Sonntag, 18. August 2013

Häkeltipp Nr. 7 B - Die festere Variante

Vorweg: Nein! Ihr habt kein Dejávu, die Bilder gleichen sich sehr, da dieser Reihenbeginn nur minimal unterschiedlich zum letzten ist. Viele kennen auch diese Variante. Hier beschreibe ich euch aber kurz, welche Vor- und Nachteile dieser gegenüber seinem Vorgänger hat:




Der wirklich kleine Unterschied zu A besteht darin, anstelle von drei Luftmaschen zu Beginn, die der eigentlichen Maschenhöhe eines Stäbchens entsprechen, nur zwei Luftmaschen zu machen. 

Man verkürzt also bewusst die Seiten der Häkelei. Dadurch verliert das ganze Gewebe an Elastizität und kann weniger nachgeben. Diese Häkelart bietet sich an, wenn ein formstabiler Rand bei kleineren Arbeiten gebraucht wird, z. B. bei flach liegenden Deckchen, bei Topflappen oder Ähnlichem. 

Positiv an diesem Rand ist die Festigkeit. Zudem sieht man den kleinen Abstand zwischen Reihenbeginn und folgenden Maschen geringer. Außerdem ist dieser etwas festere Effekt sehr einfach mit minimalem Aufwand erzielbar... ihr werdet sehen, was ich meine, wenn ich die nächste Variation übt. ;) 

Negativ kann man aber auch genau diese Festigkeit werten. Die Häkelei verliert ihre natürliche Dehnbarkeit - eigentlich ja ein so schöner Vorteil des Ganzen. Wenn das Reiheninnere arg lockerer als der Rand ausfällt, kann es sogar ausbeulen. Bei Dingen, die Belastung ausgesetzt werden (z.B. einem Taschengurt), verlagert sich die gesamte Belastung in die Seiten der Arbeit, was das Gewebe sehr strapaziert und schneller reißen lässt. Man sollte also genau überlegen, ob diese Variante geeignet ist. Entscheidet man für ja, ist der positive optische Effekt die einfachste Möglichkeit um einen schönen glatten Rand zu erhalten. 
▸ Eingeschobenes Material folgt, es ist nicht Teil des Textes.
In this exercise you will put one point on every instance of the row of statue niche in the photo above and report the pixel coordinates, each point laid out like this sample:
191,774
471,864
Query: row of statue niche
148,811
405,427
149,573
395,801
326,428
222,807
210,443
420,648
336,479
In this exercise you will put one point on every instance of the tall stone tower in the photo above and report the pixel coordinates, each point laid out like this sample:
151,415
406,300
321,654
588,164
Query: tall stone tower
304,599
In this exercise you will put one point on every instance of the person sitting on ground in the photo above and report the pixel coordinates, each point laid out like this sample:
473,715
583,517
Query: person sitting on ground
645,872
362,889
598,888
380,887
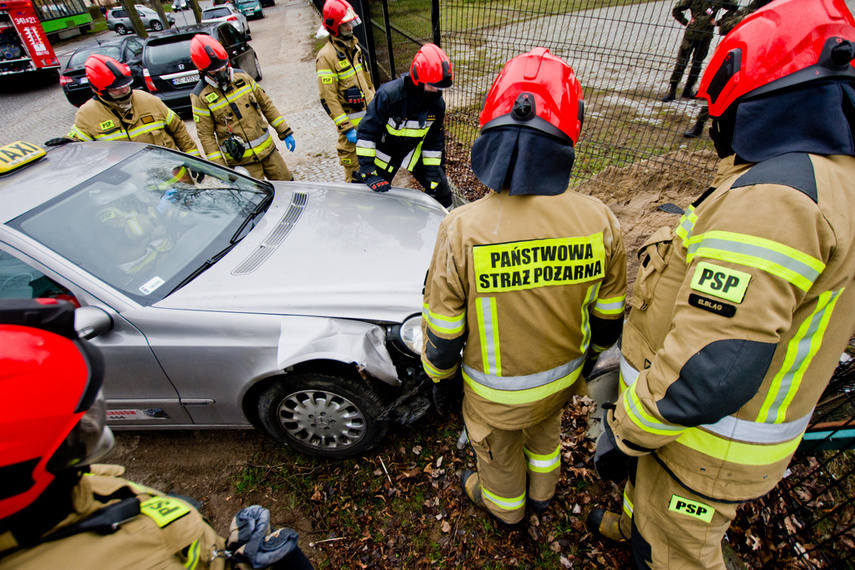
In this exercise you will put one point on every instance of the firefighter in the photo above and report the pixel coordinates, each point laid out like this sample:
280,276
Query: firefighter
343,81
531,260
230,109
404,127
57,506
119,113
740,313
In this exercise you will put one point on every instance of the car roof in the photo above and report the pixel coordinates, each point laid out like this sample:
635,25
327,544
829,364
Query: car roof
63,168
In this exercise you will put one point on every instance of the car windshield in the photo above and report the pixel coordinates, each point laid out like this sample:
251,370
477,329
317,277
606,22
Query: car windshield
150,223
160,54
78,58
215,13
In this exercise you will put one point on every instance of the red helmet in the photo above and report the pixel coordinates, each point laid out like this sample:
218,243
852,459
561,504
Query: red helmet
432,67
104,72
336,13
207,53
40,355
536,90
783,44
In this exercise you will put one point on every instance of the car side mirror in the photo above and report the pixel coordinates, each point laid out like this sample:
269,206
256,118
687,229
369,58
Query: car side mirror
90,322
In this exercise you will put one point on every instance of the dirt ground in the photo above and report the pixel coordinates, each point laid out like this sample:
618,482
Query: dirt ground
204,464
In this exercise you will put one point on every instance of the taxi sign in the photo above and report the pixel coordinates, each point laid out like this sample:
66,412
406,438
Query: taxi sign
18,154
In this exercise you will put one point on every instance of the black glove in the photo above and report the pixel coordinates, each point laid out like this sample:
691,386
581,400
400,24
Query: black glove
609,461
353,95
252,542
377,183
59,141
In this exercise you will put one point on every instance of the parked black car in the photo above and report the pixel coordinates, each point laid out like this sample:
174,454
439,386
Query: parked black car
73,76
169,72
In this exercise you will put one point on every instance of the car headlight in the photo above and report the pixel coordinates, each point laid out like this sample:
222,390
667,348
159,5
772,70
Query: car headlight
410,334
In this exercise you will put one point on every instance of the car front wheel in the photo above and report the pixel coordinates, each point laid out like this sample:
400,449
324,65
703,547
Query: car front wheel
323,415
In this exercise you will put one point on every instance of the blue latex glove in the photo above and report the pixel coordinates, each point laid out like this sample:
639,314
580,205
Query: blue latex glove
167,201
250,541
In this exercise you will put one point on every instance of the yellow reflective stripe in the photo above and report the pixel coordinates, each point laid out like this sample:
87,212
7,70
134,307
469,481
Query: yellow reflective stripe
506,504
800,353
775,258
687,224
513,397
611,306
192,556
639,416
443,324
488,330
543,463
230,98
79,134
735,451
143,129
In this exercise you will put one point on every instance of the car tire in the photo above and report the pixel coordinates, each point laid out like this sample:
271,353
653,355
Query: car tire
322,415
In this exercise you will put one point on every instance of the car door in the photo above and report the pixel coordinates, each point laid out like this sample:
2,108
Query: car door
137,390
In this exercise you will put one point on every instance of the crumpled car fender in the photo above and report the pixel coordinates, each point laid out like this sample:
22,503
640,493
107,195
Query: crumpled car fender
360,343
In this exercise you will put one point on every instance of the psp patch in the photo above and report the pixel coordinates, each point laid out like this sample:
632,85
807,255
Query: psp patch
722,282
690,508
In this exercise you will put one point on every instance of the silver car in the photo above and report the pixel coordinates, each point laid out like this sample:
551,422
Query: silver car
222,301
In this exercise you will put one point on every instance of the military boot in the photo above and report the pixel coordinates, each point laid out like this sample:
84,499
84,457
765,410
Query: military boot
606,524
471,483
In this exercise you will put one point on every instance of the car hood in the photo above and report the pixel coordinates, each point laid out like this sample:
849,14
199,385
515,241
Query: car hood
332,250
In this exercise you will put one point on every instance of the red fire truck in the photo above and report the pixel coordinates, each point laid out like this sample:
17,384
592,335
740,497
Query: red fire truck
24,47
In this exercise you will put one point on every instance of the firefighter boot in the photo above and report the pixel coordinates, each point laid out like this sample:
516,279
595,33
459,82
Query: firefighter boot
606,524
471,483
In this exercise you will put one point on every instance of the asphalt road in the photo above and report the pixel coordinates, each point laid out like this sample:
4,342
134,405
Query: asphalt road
284,41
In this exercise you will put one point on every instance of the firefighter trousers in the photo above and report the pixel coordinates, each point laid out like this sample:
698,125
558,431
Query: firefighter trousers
669,526
271,166
509,461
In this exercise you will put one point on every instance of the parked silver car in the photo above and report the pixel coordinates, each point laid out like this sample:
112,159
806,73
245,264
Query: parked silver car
222,301
119,21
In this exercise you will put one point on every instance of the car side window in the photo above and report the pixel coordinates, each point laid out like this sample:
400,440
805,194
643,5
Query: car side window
19,280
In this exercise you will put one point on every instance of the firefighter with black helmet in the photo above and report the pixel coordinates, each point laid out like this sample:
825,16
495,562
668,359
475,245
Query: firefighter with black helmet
740,313
343,80
120,113
230,109
57,507
404,127
531,260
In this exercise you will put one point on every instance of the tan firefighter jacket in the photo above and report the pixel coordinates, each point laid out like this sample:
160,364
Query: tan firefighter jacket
168,533
739,317
530,285
243,109
150,121
341,66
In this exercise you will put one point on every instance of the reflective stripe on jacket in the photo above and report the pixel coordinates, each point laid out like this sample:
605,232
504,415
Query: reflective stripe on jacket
215,113
725,362
150,122
517,280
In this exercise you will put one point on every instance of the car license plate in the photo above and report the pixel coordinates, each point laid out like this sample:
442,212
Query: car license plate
186,79
18,154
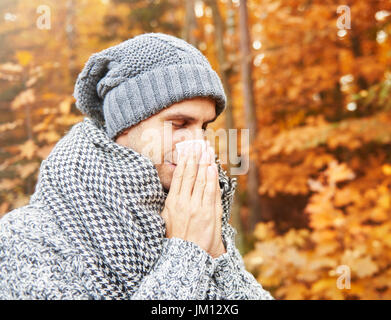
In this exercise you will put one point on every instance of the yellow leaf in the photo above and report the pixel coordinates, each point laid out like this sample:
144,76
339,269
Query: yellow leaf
28,149
23,98
27,169
24,57
65,105
386,169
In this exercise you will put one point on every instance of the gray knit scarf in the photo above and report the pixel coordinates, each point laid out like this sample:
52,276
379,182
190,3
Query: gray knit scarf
107,200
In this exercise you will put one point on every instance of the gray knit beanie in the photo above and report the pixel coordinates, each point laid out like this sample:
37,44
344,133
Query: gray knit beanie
129,82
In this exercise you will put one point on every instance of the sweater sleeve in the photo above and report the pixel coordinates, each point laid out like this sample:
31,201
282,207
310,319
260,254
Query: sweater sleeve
231,277
36,263
183,271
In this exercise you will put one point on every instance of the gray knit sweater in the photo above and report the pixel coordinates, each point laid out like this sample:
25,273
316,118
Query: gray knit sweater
90,242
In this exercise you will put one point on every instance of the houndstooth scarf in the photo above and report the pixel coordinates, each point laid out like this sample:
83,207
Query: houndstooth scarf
107,199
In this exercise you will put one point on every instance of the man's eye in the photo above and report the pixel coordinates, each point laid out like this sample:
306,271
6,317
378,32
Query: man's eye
178,125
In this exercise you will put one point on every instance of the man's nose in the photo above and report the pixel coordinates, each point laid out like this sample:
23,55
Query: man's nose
198,134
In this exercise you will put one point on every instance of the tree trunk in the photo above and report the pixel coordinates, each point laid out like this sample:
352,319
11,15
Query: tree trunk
229,120
250,115
190,23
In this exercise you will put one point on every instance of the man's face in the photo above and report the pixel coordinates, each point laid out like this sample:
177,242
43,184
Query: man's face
157,136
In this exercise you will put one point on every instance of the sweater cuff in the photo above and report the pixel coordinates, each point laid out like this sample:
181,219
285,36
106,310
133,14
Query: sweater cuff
190,266
227,263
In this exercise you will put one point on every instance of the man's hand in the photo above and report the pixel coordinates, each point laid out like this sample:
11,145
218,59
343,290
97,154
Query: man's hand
193,209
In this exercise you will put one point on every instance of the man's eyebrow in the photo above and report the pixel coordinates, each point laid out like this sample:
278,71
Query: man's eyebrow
181,116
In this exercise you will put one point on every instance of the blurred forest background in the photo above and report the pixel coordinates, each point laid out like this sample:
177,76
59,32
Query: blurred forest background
314,90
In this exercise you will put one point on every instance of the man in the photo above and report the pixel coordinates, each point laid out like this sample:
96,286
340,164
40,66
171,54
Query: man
117,213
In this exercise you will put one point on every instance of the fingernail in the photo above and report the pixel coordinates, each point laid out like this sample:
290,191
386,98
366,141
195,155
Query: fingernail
198,148
211,171
204,158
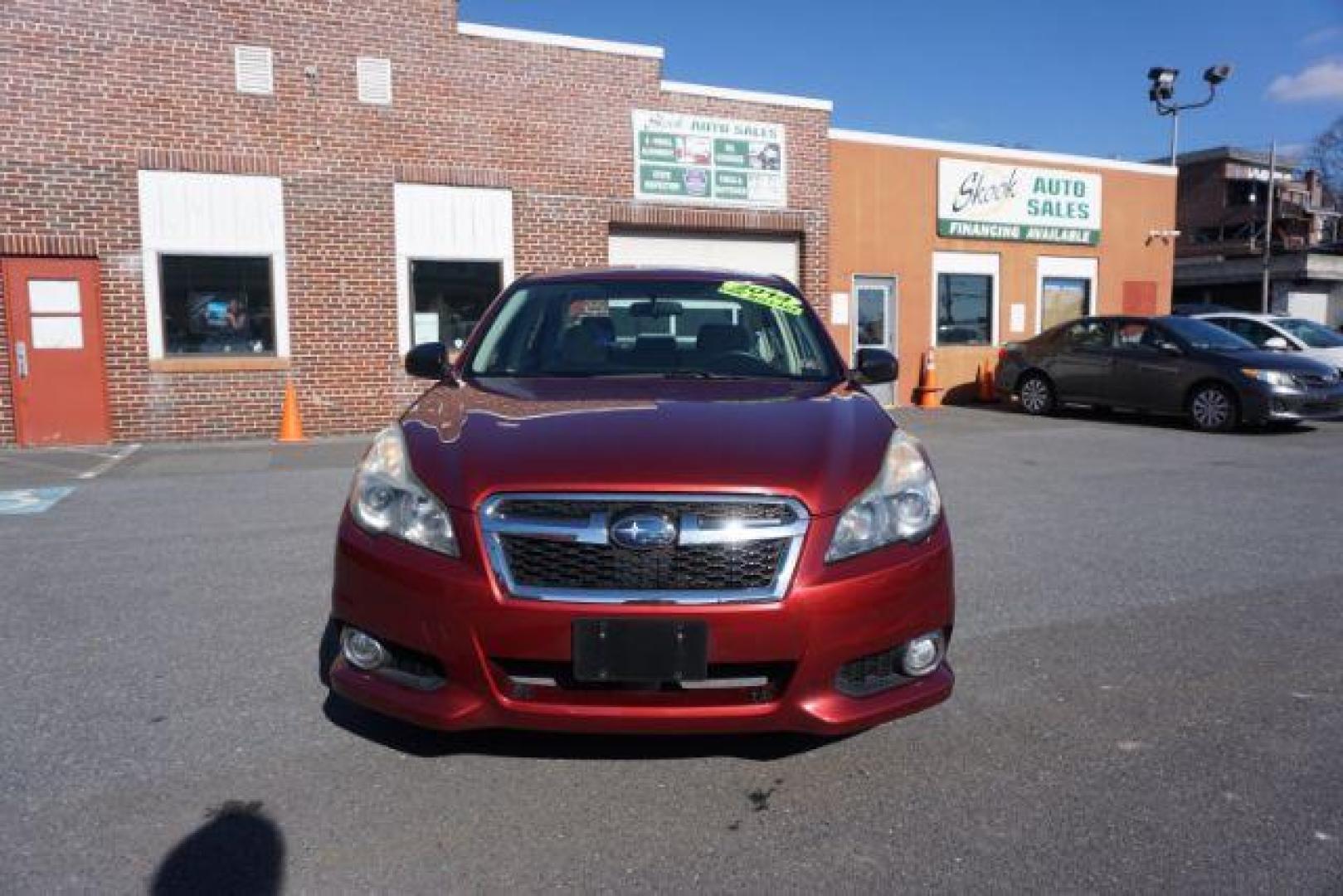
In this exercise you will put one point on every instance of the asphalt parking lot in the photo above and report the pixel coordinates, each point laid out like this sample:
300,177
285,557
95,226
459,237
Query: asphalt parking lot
1150,696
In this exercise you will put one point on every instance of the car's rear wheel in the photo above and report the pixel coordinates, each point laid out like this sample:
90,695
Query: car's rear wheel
1213,409
1037,395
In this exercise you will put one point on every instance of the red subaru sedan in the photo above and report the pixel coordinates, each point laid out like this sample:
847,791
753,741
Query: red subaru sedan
645,501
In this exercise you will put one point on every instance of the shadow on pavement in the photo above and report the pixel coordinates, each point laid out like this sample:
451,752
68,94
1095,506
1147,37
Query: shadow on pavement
1136,418
525,744
238,850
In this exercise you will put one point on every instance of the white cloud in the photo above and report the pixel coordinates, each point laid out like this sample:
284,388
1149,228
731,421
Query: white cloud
1323,35
1321,80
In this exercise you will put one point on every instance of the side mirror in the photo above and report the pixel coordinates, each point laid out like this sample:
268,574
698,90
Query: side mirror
427,360
874,366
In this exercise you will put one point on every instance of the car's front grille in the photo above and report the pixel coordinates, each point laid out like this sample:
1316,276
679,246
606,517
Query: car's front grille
1314,381
701,567
723,548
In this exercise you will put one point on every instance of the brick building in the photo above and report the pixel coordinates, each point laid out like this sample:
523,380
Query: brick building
1223,218
206,199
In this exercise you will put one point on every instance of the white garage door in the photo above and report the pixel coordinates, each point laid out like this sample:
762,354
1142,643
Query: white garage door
751,254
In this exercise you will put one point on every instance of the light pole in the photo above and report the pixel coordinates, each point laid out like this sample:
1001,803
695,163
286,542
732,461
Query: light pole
1162,95
1268,230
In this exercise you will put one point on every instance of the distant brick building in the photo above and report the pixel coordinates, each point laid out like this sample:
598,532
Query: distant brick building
207,197
1223,217
202,201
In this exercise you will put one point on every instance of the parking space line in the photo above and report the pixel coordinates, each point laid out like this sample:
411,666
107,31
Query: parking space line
113,460
27,501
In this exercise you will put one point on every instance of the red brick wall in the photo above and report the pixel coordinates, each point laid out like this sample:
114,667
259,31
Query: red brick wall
102,88
6,390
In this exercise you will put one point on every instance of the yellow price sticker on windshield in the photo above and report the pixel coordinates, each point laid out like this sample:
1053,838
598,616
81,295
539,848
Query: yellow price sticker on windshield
761,295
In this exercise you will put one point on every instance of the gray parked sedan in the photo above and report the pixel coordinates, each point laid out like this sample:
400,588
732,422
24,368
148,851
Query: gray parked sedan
1167,366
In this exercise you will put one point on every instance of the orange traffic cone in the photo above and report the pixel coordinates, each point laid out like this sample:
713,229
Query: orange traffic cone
986,384
928,394
290,423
Übrigens: Diese Variation eignet sich für sehr locker häkelnde Sträklerinnen weit mehr als für jene, die sowieso schon sehr feste arbeiten.

Anleitung




Beschreibung ab Reihenende:
1. Wenden, 2 LM;
2. Umschlag und Einstich in die 2. Masche;
3. Reihe normal fortsetzten;




4. Die letzte M wird in die 2. LM (die oberste) der Vorreihe eingestochen. Auch hier bitte beachten, dass man wirklich in die Mitte der 2. LM einsticht und nicht die ganze Masche auf die Nadel nimmt. In diesem Fall ist es noch wichtiger als bei A, da der Rand sonst noch weiter verkürzt würde und das definitiv dazu führen würde, dass sich das Gewebe beult.